Так что Яэль стояла, погружаясь в тишину. По лесу гулял ветер, принося с собой шёпотки сосновых игл и насыщенный аромат хвои, которого не было в её детстве. Сосны пережили дым.
Когда Мириам вернулась, на лице её было странное выражение: мрачное, но полное надежды. Под её ногтями и на костяшках пальцев виднелись следы земли. Мириам протянула к Яэль руку, раскрыла ладонь.
Мягкая кожа, линия жизни, грубо обтёсанное дерево.
Яэль не могла выдавить ни слова, забирая матрёшку из рук подруги. Ей не хватило слёз, когда, раскрыв самую большую куклу, она нашла внутри другую, и другую, и другую. Четыре лица, все разные, все здесь.

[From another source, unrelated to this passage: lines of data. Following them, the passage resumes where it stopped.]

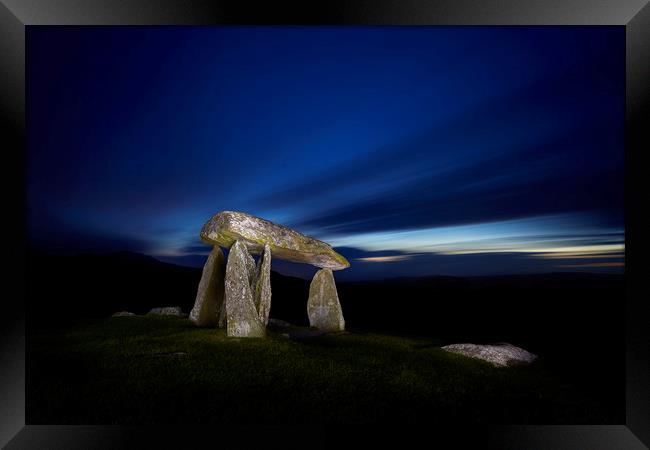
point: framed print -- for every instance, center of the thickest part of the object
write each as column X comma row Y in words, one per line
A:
column 234, row 217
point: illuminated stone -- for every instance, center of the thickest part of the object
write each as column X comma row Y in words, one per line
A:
column 242, row 317
column 284, row 243
column 263, row 285
column 501, row 355
column 323, row 306
column 209, row 305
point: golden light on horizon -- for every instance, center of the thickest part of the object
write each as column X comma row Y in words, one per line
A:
column 391, row 258
column 605, row 264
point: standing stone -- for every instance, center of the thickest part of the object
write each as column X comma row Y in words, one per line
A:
column 242, row 317
column 263, row 285
column 208, row 305
column 323, row 306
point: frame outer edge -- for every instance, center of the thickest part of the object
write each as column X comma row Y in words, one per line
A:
column 637, row 112
column 12, row 328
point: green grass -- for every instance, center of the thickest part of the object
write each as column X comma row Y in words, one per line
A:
column 124, row 371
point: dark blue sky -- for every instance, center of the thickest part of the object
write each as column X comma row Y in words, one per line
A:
column 414, row 150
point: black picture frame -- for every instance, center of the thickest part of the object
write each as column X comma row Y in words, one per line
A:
column 16, row 15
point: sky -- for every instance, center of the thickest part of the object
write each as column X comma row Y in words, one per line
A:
column 413, row 151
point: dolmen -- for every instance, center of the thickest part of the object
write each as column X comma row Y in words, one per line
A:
column 236, row 294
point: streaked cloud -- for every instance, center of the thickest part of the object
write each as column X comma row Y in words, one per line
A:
column 391, row 258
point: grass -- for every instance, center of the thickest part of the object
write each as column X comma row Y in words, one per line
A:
column 155, row 369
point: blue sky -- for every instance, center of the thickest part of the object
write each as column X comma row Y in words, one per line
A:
column 413, row 150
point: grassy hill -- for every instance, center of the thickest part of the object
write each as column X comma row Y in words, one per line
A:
column 153, row 369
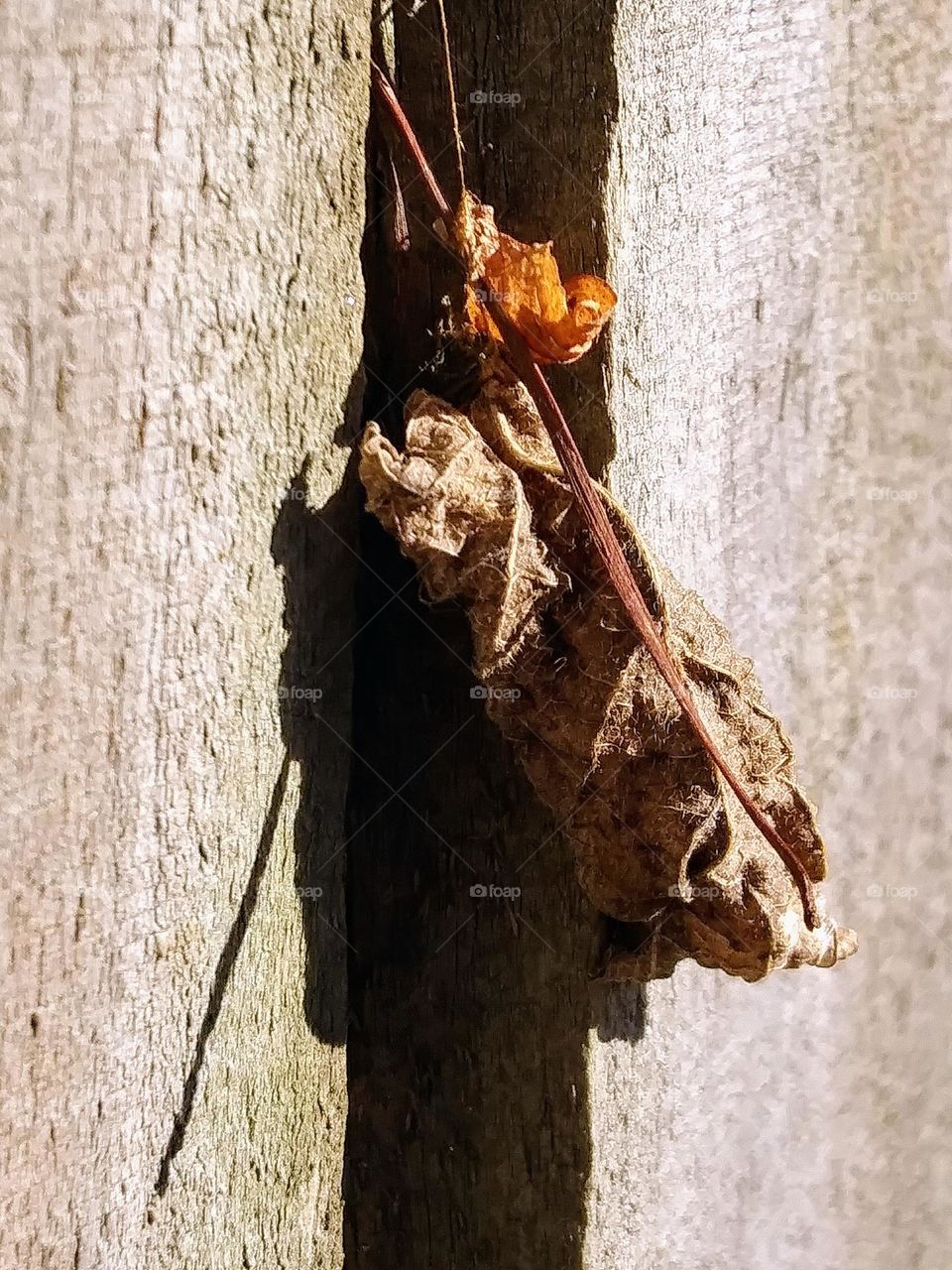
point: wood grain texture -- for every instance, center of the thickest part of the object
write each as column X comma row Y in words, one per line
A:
column 780, row 388
column 181, row 197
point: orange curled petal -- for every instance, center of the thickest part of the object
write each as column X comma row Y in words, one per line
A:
column 558, row 320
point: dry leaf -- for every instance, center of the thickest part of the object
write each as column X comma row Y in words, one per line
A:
column 558, row 320
column 477, row 502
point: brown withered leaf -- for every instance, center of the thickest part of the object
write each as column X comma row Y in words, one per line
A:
column 476, row 500
column 558, row 320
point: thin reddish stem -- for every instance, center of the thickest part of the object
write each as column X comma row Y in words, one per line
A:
column 604, row 538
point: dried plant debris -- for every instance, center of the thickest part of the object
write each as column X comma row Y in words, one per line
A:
column 477, row 502
column 557, row 318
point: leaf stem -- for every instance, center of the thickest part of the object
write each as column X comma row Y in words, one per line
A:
column 595, row 517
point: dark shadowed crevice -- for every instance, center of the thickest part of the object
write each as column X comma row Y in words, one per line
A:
column 468, row 1014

Кроме нескольких приставших комков земли, матрёшки выглядели первозданными. Вырванными прямо из воспоминаний: подарок морщинистых рук бабушки, Яэль, прижимающая во сне к груди целое семейство матрёшек, обещание Мириам сохранить их.
Однажды они снова все будут вместе, – когда-то сказала она Яэль.
Ни Яэль, ни сама Мириам не верили, что этот день настанет. Что двенадцать лет спустя они будут стоять перед открытыми воротами, собираясь зажечь свечи в память о мёртвых.
Яэль достала из кармана самую маленькую матрёшку и спрятала её внутрь остальных. Щёлк, щёлк, щёлк – в сохранности. Стоящий менее чем в десяти шагах от них раввин Розенталь прочистил горло, поприветствовал собравшихся и сделал их общий траур более организованным. Люди зажгли свечи, и хотя у всех было достаточно места, их группа собралась плотнее, чем когда-либо, сплотилась, встав плечом к плечу. Рука Мириам нашла ладонь Яэль и сжала её. Яэль в ответ тоже стиснула пальцы, не собираясь их отпускать. В другой руке она крепко держала матрёшек.
Когда пришло время кадиш, ветер всё так же шумел в сосновом лесу. Он подхватил голоса раввина и остальных, подарил их словам крылья. Молитва возносилась всё выше, выше, дальше.
Яэль закрыла глаза и прислушалась.
Здесь был народ. Семья. Вера.
Её народ. Её семья. Её вера.
Тишина была нарушена.
Имя Яэль уже было вписано в книги по истории (чернилами – навечно – рядом с именем Луки Вотана Лёве), но это не помешало ей достичь большего. По «крысиным тропам» она добралась до Южной Африки и отметила рунами «Зиг» каждого члена Маскировочного отряда, которого только смогла отыскать. Она стояла в конце Аллеи Славы и смотрела, как здание Зала Народа рассыпается пылью; ударная волна от его падения отдавалась в корнях зубов. Она помнила о мёртвых и боролась за живых, вступая на поле боя Новоберлинской политики, чтобы убедиться, что голос её народа будет услышан и никогда потеряется вновь.